Title:
Best way to scale LiveKit Egress for recordings (private meetings + livestream platform)?
Post:
Hi everyone,
I’m building a live streaming + private meeting platform and looking for some architecture advice around scaling LiveKit egress.
Current stack
Angular frontend
.NET backend
Self-hosted LiveKit server running on an Ubuntu EC2 instance
Redis for coordination
AWS infrastructure (EC2 / containerized services)
Recording use cases
The platform supports two types of sessions:
Private meetings → using RoomComposite Egress
Livestream classes → using Participant Egress (record only instructor)
Recording is optional and triggered by the instructor, so demand can vary a lot.

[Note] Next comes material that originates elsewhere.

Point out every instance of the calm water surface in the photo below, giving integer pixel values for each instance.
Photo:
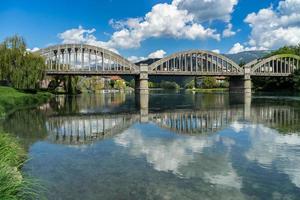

For example, multiple instructors might start recordings at the same time.
The problem I'm trying to solve
Right now I haven’t implemented autoscaling yet, and I'm trying to design the right architecture before moving forward.
My concern is how to handle situations where many recordings start at once. Since egress workers handle recording jobs, I want to avoid cases where requests fail or timeout due to lack of capacity.
What I'm trying to achieve
Ideally the system should:
Scale egress workers automatically when recording demand increases
Scale down when idle to save infrastructure cost
Handle bursts where many recordings start simultaneously
Support both RoomComposite and Participant egress jobs efficiently
Questions
For anyone running LiveKit in production:
What is the recommended way to scale LiveKit egress workers?
Should scaling be based on:
CPU usage
number of active recordings
pending egress jobs
pipelines per worker
Has anyone implemented autoscaling egress workers successfully on AWS (ECS / EC2 / Kubernetes)?
If LiveKit server load increases (many rooms), how do you typically scale the LiveKit media servers alongside egress workers?
I’m still in the architecture design stage, so any suggestions, reference architectures, or lessons learned would be really helpful.
Thanks!